Upon seeing James was he was still in high school, Wizards GM Ernie Grunfeld offered this succinct scouting report: half Magic, half Michael.
Tonight, in the biggest game of his career, James has to decide which half gets the Heat past the Indiana Pacers.
Unlike his decision three summers ago, James didn’t create this dilemma. He didn’t turn down a contract extension or invite a half-dozen teams to kiss his ring or have his camp conspire with ESPN to orchestrate a distasteful, self-serving TV show.
Ironically, this decision has been created by Dwyane Wade and Chris Bosh, BFFs and supposed superstar teammates who were supposed to prevent this from happening ever again. Together, they formed “The Big Three” or “The Three Amigos” or “The Heatles” and were going to dominate the NBA for the rest of this decade.
Each had been carrying a team by himself quite capably for some time. Together, they would be unstoppable, taking turns dominating and deferring and basking in a glow of glory that would make the sun of South Beach look like Seattle.

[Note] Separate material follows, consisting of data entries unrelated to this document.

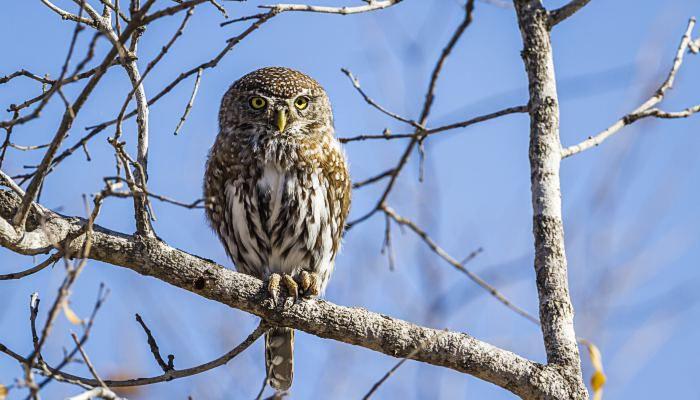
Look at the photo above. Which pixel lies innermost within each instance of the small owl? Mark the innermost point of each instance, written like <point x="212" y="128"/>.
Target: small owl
<point x="277" y="191"/>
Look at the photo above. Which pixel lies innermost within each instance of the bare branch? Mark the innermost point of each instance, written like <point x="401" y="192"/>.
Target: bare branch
<point x="564" y="12"/>
<point x="371" y="6"/>
<point x="390" y="336"/>
<point x="356" y="84"/>
<point x="456" y="264"/>
<point x="98" y="392"/>
<point x="166" y="377"/>
<point x="646" y="109"/>
<point x="21" y="274"/>
<point x="190" y="102"/>
<point x="427" y="105"/>
<point x="154" y="348"/>
<point x="87" y="361"/>
<point x="440" y="129"/>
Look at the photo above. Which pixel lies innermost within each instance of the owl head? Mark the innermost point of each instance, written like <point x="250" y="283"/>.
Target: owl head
<point x="276" y="101"/>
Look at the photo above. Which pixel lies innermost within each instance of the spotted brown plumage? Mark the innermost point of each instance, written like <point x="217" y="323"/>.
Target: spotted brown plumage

So far, the plan has worked pretty well. Their first season together was largely spent working out the kinks and still almost produced a championship, coming up about two or three stops short. Their second season ended with a title, validating James, superteams and small ball all at once.
Season three seemed to be following a natural progression. Wade and Bosh had the best shooting seasons of their careers. James won a fourth MVP in five seasons. The Heat won 66 games – including a staggering 27 in a row – and breezed through their first two playoff rounds. James’ proclamation of “not two, not three, not four” titles now seemed more of a formality than an absurdity.
But as the playoffs have progressed, Wade and Bosh have regressed. They have morphed into Larry Hughes and Anderson Varejao, and James has said his current situation reminds him of “his Cleveland days.”
Wade has gone 13 games without scoring 20 points, the longest stretch of his career. His longest previous run was nine, in his rookie season. His longest previous postseason slump was three.
Bosh also has scored 20 points just once this postseason, a lack of production compounded by his absolutely feeble rebounding numbers. In the conference finals, he has three more rebounds than Ray Allen, who plays 25 feet from the basket.
Yes, both players are hurt. Wade had a bone bruise on his knee that he has been dealing with since the regular season and Bosh turned an ankle on the opening tip of Game 5 vs. Indiana. And the league-leading defense of the Pacers deserves some credit as well.
But the numbers don’t lie. Wade is 11-of-34 in the last three games and averaging 14.5 points in the series. Bosh is 5-of-21 in the last three games and averaging 11.3 points in the series. And James is 31-of-65 in the last three games and averaging 28.5 points in the series, more than Wade and Bosh combined.
Yes, “The Big Three” clearly has been reduced to “The Big One.” And the decision facing James tonight? That’s a big one, too.